Information about my family, my friends, all my appointments for the last two years and for several months into the future, including flight confirmation numbers, doctor appointments, birthdays–all sorts of private information was now possibly in the hands of some unknown person. Crap, CRAP, CRAP!
Maybe my friend that I was talking with had noticed the phone on the floor of the train. Maybe some nice suburban commuter had turned the phone in to the station agent. Maybe I would get it back…BART has a pretty good lost-and-found system. Or maybe it was in the hands of someone who is snoopy and nosy and mean-spirited. Who knows?
I called the wireless carrier from a land line and deactivated service. I thought about all the information about my family that I had possibly put in the hands of a stranger. Why hadn’t I used a power-on password to protect my private data? I solemnly promised to use a password on my new phone. (I also wondered, “Do I still have an alarm clock that works?” Yes, I use my phone’s alarm system to wake up in the morning.) Then I thought of more pleasant things like what kind of new phone I should get.
With the dawn, and the ringing of an unfamiliar jangle, came a new day. I came to work and there, sitting on my desk was my phone.
I almost wept.
Here’s what I actually did:
1) I assigned a power-on password to my phone.
2) I updated the owner information on the device: Previously it had had the old address where I lived when I bought the phone. I deleted the address information and put my work phone number where a finder would be able to call and at least leave me a message to arrange the phone’s return. I deleted the address and ZIP code from the owner information. No need to make identity theft too easy.

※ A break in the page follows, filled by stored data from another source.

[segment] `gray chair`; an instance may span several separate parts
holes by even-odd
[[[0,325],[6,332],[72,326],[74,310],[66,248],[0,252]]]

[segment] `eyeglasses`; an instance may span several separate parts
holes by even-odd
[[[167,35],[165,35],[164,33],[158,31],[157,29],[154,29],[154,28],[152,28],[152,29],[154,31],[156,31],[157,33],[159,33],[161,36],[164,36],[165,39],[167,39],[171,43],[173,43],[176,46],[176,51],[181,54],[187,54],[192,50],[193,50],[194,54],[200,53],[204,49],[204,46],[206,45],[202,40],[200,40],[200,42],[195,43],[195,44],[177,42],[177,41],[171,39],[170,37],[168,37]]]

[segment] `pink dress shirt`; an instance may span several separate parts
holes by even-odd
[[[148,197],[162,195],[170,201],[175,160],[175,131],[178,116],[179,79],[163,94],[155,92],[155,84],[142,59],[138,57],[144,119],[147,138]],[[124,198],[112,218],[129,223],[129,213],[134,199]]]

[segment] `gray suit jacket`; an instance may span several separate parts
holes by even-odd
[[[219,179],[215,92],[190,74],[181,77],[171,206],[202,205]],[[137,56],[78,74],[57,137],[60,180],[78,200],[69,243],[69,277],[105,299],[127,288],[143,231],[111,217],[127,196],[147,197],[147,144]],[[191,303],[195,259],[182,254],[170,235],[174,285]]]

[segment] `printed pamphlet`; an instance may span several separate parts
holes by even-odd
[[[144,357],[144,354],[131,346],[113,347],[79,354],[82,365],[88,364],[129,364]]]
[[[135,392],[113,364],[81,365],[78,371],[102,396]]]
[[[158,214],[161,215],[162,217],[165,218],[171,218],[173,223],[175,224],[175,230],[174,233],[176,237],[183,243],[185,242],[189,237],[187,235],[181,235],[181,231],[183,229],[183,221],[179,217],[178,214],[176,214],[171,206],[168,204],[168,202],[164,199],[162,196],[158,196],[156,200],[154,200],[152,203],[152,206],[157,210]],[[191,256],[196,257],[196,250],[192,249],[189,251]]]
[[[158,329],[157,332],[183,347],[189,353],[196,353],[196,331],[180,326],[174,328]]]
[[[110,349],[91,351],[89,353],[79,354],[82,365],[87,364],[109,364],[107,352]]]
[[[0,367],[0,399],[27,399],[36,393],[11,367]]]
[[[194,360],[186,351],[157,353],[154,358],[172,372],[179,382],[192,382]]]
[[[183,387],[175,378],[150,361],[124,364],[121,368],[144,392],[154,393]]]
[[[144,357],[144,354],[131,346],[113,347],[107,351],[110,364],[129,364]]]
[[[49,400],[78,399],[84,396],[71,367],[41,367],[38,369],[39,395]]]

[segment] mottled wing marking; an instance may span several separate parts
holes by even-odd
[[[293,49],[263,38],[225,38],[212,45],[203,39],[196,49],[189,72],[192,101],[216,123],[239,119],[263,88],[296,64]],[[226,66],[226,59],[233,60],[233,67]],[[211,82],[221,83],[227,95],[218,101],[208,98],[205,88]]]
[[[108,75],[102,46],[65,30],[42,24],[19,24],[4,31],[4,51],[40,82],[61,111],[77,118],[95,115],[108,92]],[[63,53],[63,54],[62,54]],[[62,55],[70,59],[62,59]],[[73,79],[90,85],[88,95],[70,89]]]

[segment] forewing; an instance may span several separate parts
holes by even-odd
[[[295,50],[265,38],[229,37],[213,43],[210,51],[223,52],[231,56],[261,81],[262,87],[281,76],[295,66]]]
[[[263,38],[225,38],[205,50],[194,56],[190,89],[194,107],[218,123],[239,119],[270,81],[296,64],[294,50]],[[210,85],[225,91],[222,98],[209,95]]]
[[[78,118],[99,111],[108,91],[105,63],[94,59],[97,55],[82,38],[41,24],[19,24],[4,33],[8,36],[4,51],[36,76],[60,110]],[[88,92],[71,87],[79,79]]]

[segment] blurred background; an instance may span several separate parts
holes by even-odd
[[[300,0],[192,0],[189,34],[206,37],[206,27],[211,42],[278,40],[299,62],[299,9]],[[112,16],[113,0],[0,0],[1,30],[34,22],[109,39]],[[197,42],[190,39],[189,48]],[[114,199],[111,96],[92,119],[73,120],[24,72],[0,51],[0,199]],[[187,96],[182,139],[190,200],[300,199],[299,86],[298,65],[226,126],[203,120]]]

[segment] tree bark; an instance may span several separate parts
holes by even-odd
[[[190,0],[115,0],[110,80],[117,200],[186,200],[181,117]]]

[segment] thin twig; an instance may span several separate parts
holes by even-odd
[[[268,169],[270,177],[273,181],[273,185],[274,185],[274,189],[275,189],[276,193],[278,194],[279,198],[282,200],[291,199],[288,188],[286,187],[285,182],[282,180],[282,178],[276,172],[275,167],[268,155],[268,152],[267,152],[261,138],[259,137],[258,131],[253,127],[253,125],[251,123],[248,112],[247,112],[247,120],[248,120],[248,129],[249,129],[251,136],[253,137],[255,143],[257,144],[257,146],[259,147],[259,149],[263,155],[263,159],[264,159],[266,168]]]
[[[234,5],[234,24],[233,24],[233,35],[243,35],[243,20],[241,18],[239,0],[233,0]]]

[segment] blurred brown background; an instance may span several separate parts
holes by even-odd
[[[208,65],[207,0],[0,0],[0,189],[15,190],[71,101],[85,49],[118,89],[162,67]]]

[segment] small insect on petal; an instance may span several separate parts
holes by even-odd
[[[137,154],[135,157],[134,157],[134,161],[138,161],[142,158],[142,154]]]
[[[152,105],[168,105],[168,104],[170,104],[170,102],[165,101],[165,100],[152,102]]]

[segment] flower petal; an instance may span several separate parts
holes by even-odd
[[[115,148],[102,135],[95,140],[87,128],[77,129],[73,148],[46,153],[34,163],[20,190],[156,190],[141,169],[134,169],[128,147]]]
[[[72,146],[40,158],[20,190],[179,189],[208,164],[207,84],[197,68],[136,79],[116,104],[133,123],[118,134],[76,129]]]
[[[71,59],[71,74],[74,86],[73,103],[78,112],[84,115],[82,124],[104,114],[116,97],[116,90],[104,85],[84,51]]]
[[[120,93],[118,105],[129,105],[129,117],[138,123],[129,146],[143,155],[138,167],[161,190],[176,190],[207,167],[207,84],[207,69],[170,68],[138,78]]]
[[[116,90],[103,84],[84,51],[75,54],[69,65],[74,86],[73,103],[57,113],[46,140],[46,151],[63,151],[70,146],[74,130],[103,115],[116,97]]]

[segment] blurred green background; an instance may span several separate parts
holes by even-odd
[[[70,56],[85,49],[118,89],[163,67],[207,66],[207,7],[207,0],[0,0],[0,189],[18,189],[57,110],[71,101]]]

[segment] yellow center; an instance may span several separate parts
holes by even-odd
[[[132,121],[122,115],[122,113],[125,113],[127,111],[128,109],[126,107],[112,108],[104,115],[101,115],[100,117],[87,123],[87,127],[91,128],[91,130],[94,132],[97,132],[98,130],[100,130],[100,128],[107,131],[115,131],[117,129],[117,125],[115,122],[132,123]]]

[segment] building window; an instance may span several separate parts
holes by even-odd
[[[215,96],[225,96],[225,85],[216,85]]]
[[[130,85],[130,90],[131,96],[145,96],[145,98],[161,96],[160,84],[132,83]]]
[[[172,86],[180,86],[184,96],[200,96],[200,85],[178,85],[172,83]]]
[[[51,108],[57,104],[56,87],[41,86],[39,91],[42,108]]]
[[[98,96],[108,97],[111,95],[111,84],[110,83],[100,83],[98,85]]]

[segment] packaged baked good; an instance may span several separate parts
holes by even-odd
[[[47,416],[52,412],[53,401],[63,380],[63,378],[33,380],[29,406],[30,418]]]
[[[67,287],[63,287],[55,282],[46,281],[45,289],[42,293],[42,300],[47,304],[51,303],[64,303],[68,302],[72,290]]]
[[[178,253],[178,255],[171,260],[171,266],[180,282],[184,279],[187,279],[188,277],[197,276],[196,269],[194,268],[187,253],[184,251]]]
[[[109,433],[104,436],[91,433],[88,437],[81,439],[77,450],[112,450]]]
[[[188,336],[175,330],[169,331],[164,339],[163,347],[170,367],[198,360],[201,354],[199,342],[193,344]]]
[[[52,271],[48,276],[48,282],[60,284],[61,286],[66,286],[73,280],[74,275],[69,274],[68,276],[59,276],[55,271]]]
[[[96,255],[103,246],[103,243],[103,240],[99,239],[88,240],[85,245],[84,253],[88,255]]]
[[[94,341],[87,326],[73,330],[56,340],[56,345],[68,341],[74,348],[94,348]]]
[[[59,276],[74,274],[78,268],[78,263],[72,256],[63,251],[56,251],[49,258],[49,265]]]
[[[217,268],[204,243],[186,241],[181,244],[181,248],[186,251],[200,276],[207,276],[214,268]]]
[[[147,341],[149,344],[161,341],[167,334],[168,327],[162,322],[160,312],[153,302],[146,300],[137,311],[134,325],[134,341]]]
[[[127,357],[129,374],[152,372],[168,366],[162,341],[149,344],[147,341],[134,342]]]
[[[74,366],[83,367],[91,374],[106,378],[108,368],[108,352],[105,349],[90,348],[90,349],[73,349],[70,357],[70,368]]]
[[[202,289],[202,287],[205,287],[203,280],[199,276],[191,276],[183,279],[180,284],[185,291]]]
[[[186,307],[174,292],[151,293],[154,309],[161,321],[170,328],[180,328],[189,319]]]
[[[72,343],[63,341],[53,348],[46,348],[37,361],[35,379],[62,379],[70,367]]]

3) I committed to a $100 reward for return of the phone. I don’t really care about the phone instrument itself, but I do care about the (now password-protected) data. I have no illusions about the strength of the password protection, but it would deter a casual finder from easily accessing my most important data. My Labs colleague Tiffany Maleshefski asked how I arrived at $100 for a reward–she thought I should go higher. Good question. I guess $100 is the value I put on my personal data. If you have a good formula for figuring out the reward value for a personal phone, I’d love to hear it.
4) I marked up the phone case with “Reward offered” with a Sharpie. I added my contact phone number and reward information on the battery too. (I hesitated before marking up the battery, unsure if Sharpie ink would have some deleterious effect on the battery case. In the end I decided to take the chance.)
5) I’ve decided to make daylight-saving time day the day I check the batteries in my smoke detectors AND the day I review my personal disaster recovery plan, including how I back up and protect the most important device in my life, my cell phone. Oh, and I’m getting a new holster with a clasp.